2. M. et Mme C... sont des ressortissants kosovars, nés respectivement les 20 juillet 1986 et 3 septembre 1993. Ils ont déclaré être entrés irrégulièrement en France le 22 février 2020, accompagné de leur fils mineur, né le 19 septembre 2017. Examinées dans le cadre de la procédure accélérée en application des dispositions, alors en vigueur, du 1° du premier paragraphe de l'article L. 723-2 du code de l'entrée et du séjour des étrangers et du droit d'asile, leurs demandes d'asile ont été rejetées par l'Office français de protection des réfugiés et apatrides le 20 novembre 2020. Estimant que les intéressés ne bénéficiaient plus du droit de se maintenir sur le territoire français, conformément aux dispositions, alors en vigueur, du 7° du premier alinéa de l'article L. 743-2 du même code, le préfet du Haut-Rhin, par quatre arrêtés du 5 janvier 2021, leur a fait obligation de quitter le territoire français dans un délai de trente jours, a fixé le pays de destination de leur éventuelle reconduite d'office à la frontière, leur a interdit le retour sur le territoire français pendant un an, leur a fait obligation de remettre leur passeport ou toute pièce d'identité en échange un récépissé valant justification d'identité et, enfin, les a assignés à résidence dans le département. M. et Mme C... ont, chacun, saisi le tribunal administratif de Strasbourg d'une demande tendant à l'annulation des arrêtés les concernant. Ils ont également sollicité, à titre subsidiaire, la suspension de l'exécution de la mesure d'éloignement prise à leur encontre et la fin de leur assignation en application des dispositions, alors en vigueur, du second alinéa de l'article L. 743-3 et du deuxième alinéa du premier paragraphe de l'article L. 744-9-1 du même code. Les requérants relèvent appel du jugement nos 2100071 et 2100072 du 19 janvier 2021 qui rejette l'ensemble de leurs demandes.
Sur la régularité du jugement :
3. En premier lieu, aux termes de l'article R. 741-2 du code de justice administrative : " La décision mentionne que l'audience a été publique (...). / Elle contient le nom des parties, l'analyse des conclusions et mémoires ainsi que les visas des dispositions législatives ou réglementaires dont elle fait application. / (...) ".

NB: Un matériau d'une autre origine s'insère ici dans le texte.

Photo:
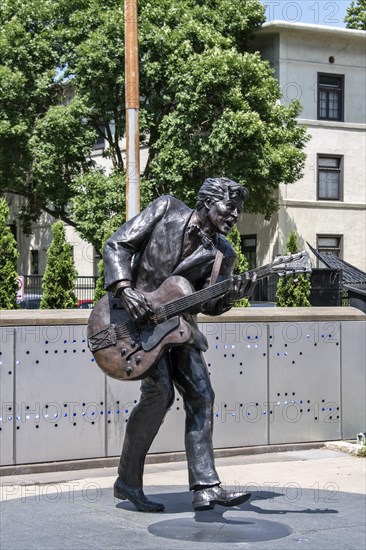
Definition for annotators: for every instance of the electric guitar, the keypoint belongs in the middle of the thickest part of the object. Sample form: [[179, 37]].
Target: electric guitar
[[126, 349]]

4. D'une part, si M. et Mme C... font valoir que le magistrat désigné a, en méconnaissance des dispositions du deuxième alinéa de l'article R. 741-2 du code de justice administrative, omis de viser le mémoire en réplique reçu le 12 janvier 2021, qu'ils avaient présenté chacun dans l'instance, une telle circonstance n'est pas, par elle-même, de nature à vicier la régularité du jugement attaqué dès lors qu'il ressort des pièces du dossier que les écritures en cause n'apportaient aucun élément nouveau auquel il n'aurait pas été répondu dans les motifs du jugement. D'autre part, si le jugement attaqué ne vise pas la convention européenne de sauvegarde des droits de l'homme et des libertés fondamentales, ses stipulations, dont le magistrat désigné a fait application, y sont mentionnées dans ses motifs. Dès lors, M. et Mme C... ne sont pas fondés à soutenir que le jugement ne respecte pas les dispositions précitées.

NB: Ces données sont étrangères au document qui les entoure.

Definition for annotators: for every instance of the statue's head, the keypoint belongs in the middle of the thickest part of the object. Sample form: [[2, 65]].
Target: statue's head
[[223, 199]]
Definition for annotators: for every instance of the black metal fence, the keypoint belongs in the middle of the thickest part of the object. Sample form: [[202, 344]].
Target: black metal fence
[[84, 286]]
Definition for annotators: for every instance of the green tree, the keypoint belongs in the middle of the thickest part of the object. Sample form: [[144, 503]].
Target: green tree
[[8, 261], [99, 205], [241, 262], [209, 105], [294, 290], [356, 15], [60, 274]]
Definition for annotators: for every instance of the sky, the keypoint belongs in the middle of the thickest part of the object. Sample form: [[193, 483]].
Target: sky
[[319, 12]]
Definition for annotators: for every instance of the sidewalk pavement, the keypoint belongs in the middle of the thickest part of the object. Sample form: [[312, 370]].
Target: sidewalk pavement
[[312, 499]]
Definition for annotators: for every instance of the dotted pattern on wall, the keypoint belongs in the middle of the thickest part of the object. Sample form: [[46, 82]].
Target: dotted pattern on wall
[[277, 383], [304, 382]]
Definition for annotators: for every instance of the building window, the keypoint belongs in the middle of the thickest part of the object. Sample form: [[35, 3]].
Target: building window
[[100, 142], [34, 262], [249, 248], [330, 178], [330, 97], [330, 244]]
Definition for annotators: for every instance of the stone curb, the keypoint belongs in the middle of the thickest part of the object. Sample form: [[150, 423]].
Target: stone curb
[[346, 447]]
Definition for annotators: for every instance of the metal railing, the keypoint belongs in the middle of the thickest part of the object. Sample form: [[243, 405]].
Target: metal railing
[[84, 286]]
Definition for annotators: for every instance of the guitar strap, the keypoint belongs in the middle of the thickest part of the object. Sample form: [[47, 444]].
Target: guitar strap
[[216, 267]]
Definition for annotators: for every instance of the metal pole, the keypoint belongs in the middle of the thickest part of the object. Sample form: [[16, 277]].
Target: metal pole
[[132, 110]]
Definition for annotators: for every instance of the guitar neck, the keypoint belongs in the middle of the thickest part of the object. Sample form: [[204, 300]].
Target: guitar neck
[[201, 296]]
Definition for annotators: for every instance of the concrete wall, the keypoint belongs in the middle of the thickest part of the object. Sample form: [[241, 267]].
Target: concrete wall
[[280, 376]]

5. En deuxième lieu, la circonstance que le magistrat désigné s'est fondé, au point 16 de son jugement, sur les dispositions, alors en vigueur, du sixième alinéa du troisième paragraphe de l'article L. 511-1 du code de l'entrée et du séjour des étrangers et du droit d'asile, qui ne sont pas applicables à la situation de M. et de Mme C..., lesquels relèvent du quatrième alinéa de ce même paragraphe, est sans incidence sur la régularité du jugement attaqué.
6. En troisième lieu, il ressort du jugement attaqué que le magistrat désigné a suffisamment répondu, aux points 5 et 6, aux moyens tirés respectivement de l'incompétence du signataire des décisions en litige et du défaut de motivation des mesures d'éloignement contestées. Les circonstances que Mme K... F... ne serait pas signataire des décisions portant rétention du document d'identité, et que les décisions portant obligation de quitter le territoire français ont omis de mentionner l'article 33 de la convention de Genève du 28 juillet 1951 relative au statut des réfugiés relèvent du bien-fondé du jugement et s'avèrent sans incidence sur sa régularité.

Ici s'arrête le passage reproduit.